Mi sono perso qualcosa?
Una settimana di meritato riposo dalle routinarie fatiche studentesche mi ha consentito di poter tornare a respirare la magica aria dello stadio di casa per la prima volta dopo la terribile serata del 24 agosto.
Certo, sembra passato un secolo da allora, da quando il destino decise di privarci del sogno che inseguivamo da decenni, proprio quando era lì, a portata di mano: l'atmosfera si è fatta più cupa, dimessa ed in sostanza rispecchia l'idea che mi sono fatto, purtroppo, leggendo alcuni commenti censurabili sui blog dei tifosi doriani, che una sottile depressione abbia iniziato a tormentarci.
Losche figure di arringatori hanno iniziato a popolare le toilettes della gradinata, intrattenendo i presenti, perlopiù obbligati ad ascoltarli per la necessità, con catastrofistici discorsi anti-societari circa un'eventuale svendita dell'intero pacchetto di giocatori e delle fondamenta dell'intera squadra, minacciando di distruggere le loro tessere d'abbonamento. Vorrei dire a costoro, e a quanti fossero d'accordo con loro, che se la loro priorità consisteva nel vedere le prodezze del genio di Bari Vecchia, si abbonassero al Milan e che se temono che il Pazzo vada all'Inter e Reto alla Lazio facessero altrettanto o, qualora volessero risparmiare, seguissero i loro beniamini abbonandosi a una qualsiasi pay-tv che consenta loro di continuare a sostenerli. Se invece quello che desiderano è semplicemente un mercato frenetico e scoppiettante, fatto di grandi nomi e colpi ad effetto, ci evitassero di ammorbarci con noiosi ed inutili discorsi da bar sport.

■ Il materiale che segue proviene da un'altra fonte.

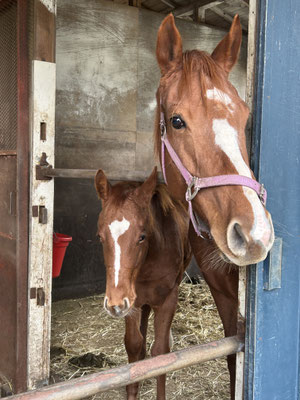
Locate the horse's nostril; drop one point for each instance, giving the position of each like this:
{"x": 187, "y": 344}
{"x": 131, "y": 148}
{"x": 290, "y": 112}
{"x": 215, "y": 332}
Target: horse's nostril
{"x": 240, "y": 237}
{"x": 237, "y": 241}
{"x": 117, "y": 310}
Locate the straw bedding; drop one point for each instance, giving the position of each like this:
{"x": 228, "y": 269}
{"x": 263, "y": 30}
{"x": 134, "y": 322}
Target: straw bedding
{"x": 86, "y": 340}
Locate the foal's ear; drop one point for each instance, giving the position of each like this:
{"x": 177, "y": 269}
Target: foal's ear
{"x": 168, "y": 45}
{"x": 227, "y": 51}
{"x": 146, "y": 190}
{"x": 102, "y": 185}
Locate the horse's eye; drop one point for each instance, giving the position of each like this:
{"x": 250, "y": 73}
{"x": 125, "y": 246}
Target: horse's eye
{"x": 142, "y": 238}
{"x": 177, "y": 122}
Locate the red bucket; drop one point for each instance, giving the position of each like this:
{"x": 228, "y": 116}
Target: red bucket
{"x": 60, "y": 244}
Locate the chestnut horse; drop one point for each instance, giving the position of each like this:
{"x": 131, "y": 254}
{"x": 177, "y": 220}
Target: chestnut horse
{"x": 144, "y": 234}
{"x": 204, "y": 119}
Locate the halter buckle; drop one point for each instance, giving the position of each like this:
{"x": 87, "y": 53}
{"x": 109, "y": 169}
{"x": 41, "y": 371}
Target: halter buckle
{"x": 163, "y": 128}
{"x": 192, "y": 190}
{"x": 262, "y": 192}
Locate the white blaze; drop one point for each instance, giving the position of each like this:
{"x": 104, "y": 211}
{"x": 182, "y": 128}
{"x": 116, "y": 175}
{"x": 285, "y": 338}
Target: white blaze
{"x": 226, "y": 138}
{"x": 117, "y": 229}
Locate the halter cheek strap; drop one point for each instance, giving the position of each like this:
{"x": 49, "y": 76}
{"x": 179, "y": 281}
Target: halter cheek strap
{"x": 195, "y": 184}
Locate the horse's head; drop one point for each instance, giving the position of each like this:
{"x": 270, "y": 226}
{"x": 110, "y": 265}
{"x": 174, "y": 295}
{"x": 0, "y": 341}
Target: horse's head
{"x": 124, "y": 228}
{"x": 205, "y": 123}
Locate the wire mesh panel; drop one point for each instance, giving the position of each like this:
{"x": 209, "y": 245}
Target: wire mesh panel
{"x": 8, "y": 75}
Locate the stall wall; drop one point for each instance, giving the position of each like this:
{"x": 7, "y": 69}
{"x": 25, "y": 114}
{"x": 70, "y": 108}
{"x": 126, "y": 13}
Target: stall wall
{"x": 107, "y": 77}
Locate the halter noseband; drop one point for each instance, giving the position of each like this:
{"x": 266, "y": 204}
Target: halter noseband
{"x": 195, "y": 184}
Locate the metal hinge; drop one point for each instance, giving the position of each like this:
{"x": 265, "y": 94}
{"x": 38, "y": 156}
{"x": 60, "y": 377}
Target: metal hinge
{"x": 272, "y": 268}
{"x": 39, "y": 295}
{"x": 41, "y": 213}
{"x": 5, "y": 390}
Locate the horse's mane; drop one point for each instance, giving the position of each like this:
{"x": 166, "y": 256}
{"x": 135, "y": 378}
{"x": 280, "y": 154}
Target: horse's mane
{"x": 193, "y": 61}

Noi, che ci accontentavamo di vedere semplicemente quei colori per innamorarci, indipendentemente dalla categoria nella quale militavamo, dai risultati ottenuti, da chi giocava! Proprio noi! Cosa ci sta accadendo? Chi crediamo di essere diventati? Cos'è successo alla nostra memoria?
Sono stato fasciato nella sciarpa della Samp quando ancora non ero in grado di camminare: sono nato doriano, non l'ho di certo scelto. Avessi potuto scegliere, avrei magari privilegiato qualche opzione più conveniente e a quest'ora, magari, mi sarei anche tolto la soddisfazione di veder trionfare la mia squadra in Europa e nel Mondo, lamentandomi comunque di non riuscire a vincere il sesto scudetto di fila o di aver tralasciato una qualche coppetta nel corso del cammino trionfale della mia squadra.

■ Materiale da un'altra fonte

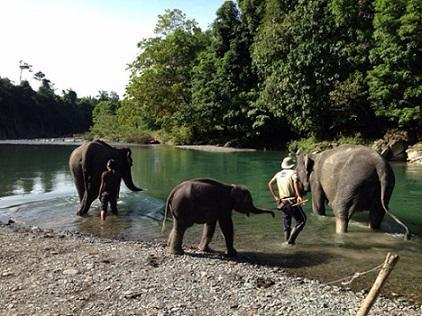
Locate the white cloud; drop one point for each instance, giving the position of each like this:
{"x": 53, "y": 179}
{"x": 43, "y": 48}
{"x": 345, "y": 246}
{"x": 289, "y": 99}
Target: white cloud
{"x": 75, "y": 47}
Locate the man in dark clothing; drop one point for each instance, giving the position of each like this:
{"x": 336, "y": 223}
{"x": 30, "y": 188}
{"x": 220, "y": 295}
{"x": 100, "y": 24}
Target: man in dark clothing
{"x": 109, "y": 189}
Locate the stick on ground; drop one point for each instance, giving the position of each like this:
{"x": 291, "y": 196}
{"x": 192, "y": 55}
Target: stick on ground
{"x": 388, "y": 266}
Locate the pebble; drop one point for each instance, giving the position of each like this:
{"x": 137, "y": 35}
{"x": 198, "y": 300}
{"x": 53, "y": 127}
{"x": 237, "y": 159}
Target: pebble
{"x": 92, "y": 276}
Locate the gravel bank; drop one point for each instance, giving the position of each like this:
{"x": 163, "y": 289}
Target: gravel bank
{"x": 44, "y": 272}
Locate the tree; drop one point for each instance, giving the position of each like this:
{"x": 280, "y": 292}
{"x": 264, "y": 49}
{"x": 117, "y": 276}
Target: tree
{"x": 224, "y": 81}
{"x": 159, "y": 91}
{"x": 395, "y": 82}
{"x": 23, "y": 66}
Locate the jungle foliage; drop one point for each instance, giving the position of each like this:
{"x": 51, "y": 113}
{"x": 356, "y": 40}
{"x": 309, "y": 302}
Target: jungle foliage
{"x": 264, "y": 72}
{"x": 269, "y": 71}
{"x": 25, "y": 113}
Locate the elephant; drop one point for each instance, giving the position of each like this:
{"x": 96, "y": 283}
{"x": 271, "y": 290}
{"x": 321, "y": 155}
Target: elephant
{"x": 351, "y": 178}
{"x": 206, "y": 201}
{"x": 88, "y": 161}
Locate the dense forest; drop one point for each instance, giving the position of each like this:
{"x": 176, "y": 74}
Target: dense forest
{"x": 25, "y": 113}
{"x": 265, "y": 72}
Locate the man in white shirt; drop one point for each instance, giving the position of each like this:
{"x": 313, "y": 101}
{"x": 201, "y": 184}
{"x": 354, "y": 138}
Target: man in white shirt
{"x": 289, "y": 199}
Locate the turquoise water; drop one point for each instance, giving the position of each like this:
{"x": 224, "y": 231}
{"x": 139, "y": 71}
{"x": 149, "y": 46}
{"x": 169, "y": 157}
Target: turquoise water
{"x": 36, "y": 188}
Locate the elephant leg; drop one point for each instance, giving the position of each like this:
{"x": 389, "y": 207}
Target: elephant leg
{"x": 176, "y": 238}
{"x": 226, "y": 225}
{"x": 85, "y": 204}
{"x": 376, "y": 215}
{"x": 208, "y": 233}
{"x": 341, "y": 224}
{"x": 318, "y": 199}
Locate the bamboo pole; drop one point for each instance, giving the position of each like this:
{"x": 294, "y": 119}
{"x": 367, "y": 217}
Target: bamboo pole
{"x": 388, "y": 266}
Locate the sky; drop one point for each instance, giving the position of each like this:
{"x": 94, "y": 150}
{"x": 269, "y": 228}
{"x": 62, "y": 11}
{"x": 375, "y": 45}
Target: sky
{"x": 83, "y": 45}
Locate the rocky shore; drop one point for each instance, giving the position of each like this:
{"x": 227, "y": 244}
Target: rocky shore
{"x": 45, "y": 272}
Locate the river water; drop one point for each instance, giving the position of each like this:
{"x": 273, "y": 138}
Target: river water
{"x": 36, "y": 188}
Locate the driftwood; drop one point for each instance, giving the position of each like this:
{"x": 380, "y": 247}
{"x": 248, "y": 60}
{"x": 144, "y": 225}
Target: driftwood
{"x": 388, "y": 266}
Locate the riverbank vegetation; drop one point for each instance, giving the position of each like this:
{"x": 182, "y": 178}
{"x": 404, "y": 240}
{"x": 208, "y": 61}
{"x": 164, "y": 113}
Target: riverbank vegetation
{"x": 267, "y": 72}
{"x": 270, "y": 71}
{"x": 25, "y": 113}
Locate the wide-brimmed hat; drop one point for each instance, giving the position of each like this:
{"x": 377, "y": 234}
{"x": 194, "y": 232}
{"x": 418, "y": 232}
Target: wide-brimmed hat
{"x": 288, "y": 163}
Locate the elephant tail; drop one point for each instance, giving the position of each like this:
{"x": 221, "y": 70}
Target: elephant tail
{"x": 387, "y": 177}
{"x": 167, "y": 208}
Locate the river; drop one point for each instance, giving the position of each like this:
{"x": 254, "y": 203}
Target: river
{"x": 36, "y": 188}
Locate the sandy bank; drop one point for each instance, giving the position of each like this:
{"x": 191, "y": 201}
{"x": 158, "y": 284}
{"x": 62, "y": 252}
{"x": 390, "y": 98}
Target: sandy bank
{"x": 44, "y": 272}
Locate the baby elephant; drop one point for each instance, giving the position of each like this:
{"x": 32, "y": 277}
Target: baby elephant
{"x": 206, "y": 201}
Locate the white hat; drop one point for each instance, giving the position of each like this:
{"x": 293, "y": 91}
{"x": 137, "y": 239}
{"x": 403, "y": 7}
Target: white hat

Ma la squadra di calcio, si sa, è un discorso di cuore, non di testa. Perciò mi tocca farmi un fegato grosso così a domeniche alterne, entusiasmarmi per un quarto posto, veder crollare i sogni e capire che difficilmente e dopo tanto tempo capiterà di nuovo. Deluso? Assolutamente no, perchè noi doriani siamo veramente unici e non lo dico solo io, che sono di parte, ma me lo ribadiscono molti fratelli che condividono la passione blucerchiata e molti avversari, tra i quali qualche rivale cittadino. Questo perchè abbiamo dei valori, facciamo dello stile e della serietà una questione di primaria importanza, guadagnandoci la stima ed il rispetto di quelli che ci osservano da fuori.
Le scelte di mercato possono essere condivisibili o meno, sugli acquisti, sulle rescissioni, sulle vendite e sui rinnovi abbiamo tutti un'idea propria, a seconda delle particolari simpatie per questo giocatore piuttosto che per quell'altro. Ma la garanzia che tutto sia fatto per il bene della squadra è insindacabile e questo, nel calcio moderno, non è poco. Saranno circa quindici-vent'anni che seguo attentamente il calcio ed in un periodo pur così breve di osservazione mi è capitato di vederne di tutti i colori. Il quarto posto dell'anno scorso, in un calcio dove il potere è concentato nelle mani di pochi, dove molti risultati possono essere condizionati da scelte "politiche", è stato davvero un miracolo e dobbiamo essere grati alla società per averlo vissuto.
A Bologna, città dove risiedo per motivi di studio, sono anni che aspettano l'arrivo di un gruppo dirigenziale seriamente intenzionato nei confronti della squadra e, dopo essere stati plurimamente illusi da vari "avventurieri del calcio", pare che ancora dovranno aspettare. Farebbero carte false per avere una società forte come la nostra. D'altra parte un anno anonimo, se anonimo si può chiamare un nono posto, dopo la cavalcata dello scorso anno era preventivabile, oltre che fisiologico. Ma, per favore, non mettiamo in dubbio quelle poche certezze che ci consentono di non affogare nelle difficoltà. Forse qualcuno si è già dimenticato cosa si prova a perdere uno scontro salvezza, in casa, contro il Crotone?